On Friday, April 11, Jeromy Darling, from Minneapolis, MN, along with Candlewood’s own London Yang, Matt O’Malley, and Naomi Whitney played to a live crowd at this venue. The event was an opportunity for members of the Candlewood Working Singles (CWS) Ministry to invite co-workers and friends as well as members of The Rock, the college ministry, to enjoy a night of music. Because the concert was held at a tavern, only those 21 and older were allowed to enter.
The location and age restriction did not take away from the purpose of the event. The night was simply about the music, showcasing songs written by Jeromy Darling and the story behind them.
Around 10pm on that Friday night, after an opening act by John Larsen Guitar, who performs acoustic songs, Jeromy Darling took the stage, joined by Yang on electric guitar and O’Malley on drums, and later by Whitney on vocals.

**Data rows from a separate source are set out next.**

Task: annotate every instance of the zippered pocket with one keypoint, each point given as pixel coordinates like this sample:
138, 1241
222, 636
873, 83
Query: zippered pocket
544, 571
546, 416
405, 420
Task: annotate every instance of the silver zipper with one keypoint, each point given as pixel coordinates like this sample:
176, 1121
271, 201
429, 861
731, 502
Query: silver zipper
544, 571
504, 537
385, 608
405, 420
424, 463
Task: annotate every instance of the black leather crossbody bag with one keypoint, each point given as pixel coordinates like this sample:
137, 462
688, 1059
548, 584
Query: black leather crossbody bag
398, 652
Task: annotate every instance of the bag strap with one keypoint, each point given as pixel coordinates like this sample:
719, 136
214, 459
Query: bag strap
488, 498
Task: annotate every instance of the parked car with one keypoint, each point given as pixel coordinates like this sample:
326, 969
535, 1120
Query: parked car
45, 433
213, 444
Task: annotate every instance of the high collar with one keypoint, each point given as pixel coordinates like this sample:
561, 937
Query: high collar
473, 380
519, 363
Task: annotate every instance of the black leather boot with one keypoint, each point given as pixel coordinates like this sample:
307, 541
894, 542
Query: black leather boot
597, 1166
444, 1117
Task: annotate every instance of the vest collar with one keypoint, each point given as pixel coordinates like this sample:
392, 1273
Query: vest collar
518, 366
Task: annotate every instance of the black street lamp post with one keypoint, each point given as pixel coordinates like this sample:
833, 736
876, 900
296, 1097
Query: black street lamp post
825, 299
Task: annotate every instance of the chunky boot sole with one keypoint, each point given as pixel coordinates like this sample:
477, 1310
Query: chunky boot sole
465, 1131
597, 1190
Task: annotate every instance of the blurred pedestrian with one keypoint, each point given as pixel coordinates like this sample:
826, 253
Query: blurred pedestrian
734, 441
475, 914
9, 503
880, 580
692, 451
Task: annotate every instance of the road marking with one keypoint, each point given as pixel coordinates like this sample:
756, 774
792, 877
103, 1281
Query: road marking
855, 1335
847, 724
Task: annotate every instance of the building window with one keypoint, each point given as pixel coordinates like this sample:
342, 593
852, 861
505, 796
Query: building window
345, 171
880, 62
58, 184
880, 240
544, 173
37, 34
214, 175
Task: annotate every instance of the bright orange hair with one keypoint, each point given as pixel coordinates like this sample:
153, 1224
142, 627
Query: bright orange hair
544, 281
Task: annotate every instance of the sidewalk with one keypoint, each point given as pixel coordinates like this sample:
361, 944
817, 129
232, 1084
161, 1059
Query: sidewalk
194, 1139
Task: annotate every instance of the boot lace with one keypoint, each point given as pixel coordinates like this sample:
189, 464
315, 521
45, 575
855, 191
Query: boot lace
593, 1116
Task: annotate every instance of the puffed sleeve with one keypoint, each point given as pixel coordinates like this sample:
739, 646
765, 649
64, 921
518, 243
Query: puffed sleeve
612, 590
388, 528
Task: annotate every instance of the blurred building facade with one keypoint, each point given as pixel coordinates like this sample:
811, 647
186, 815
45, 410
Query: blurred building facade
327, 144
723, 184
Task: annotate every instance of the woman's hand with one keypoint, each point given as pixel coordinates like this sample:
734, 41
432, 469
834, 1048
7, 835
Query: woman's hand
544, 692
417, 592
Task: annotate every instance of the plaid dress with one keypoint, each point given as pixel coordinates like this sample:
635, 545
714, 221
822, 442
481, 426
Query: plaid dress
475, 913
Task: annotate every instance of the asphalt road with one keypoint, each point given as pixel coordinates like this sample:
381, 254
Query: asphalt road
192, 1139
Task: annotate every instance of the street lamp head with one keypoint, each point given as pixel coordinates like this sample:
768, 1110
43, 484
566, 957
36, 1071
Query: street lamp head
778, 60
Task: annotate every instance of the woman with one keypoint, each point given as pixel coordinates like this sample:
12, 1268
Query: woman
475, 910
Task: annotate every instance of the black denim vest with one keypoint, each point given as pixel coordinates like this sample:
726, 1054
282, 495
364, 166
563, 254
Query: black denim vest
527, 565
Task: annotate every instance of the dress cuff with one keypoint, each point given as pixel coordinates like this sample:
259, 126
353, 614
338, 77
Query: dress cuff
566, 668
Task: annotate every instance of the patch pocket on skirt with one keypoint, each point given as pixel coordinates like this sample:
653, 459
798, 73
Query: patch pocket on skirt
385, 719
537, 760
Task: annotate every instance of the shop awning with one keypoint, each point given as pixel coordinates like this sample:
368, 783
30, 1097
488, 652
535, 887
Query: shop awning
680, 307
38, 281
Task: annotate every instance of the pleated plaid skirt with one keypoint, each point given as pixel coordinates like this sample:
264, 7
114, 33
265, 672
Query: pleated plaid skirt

Darling, with a love for Jesus and music, performed songs that were inspired by people he cares about. Songs about drug abuse, addiction, betrayal, shattered dreams, and how they were tearing apart some of his closest friends made the set list that night.
“Ferris Wheel,” a song that uses allegory for addiction, is about a man who hears from God while going through the ruins of a city, destroyed by a natural disaster. “Lifted,” written with a friend in mind, is about someone feeling abandoned by God. “In Their Absence” captures the feelings of those who feel a void and disappointment from a mother, father, sister, or brother, sending the message that in the absence of these individuals waits a loving and caring God.
To end Darling’s session, he asked the crowd to stand and sing along with him to “Closer Than I’ve Ever Been.” Many, familiar with the song, joined in unison, voices echoing beyond the doors into North 62nd Street.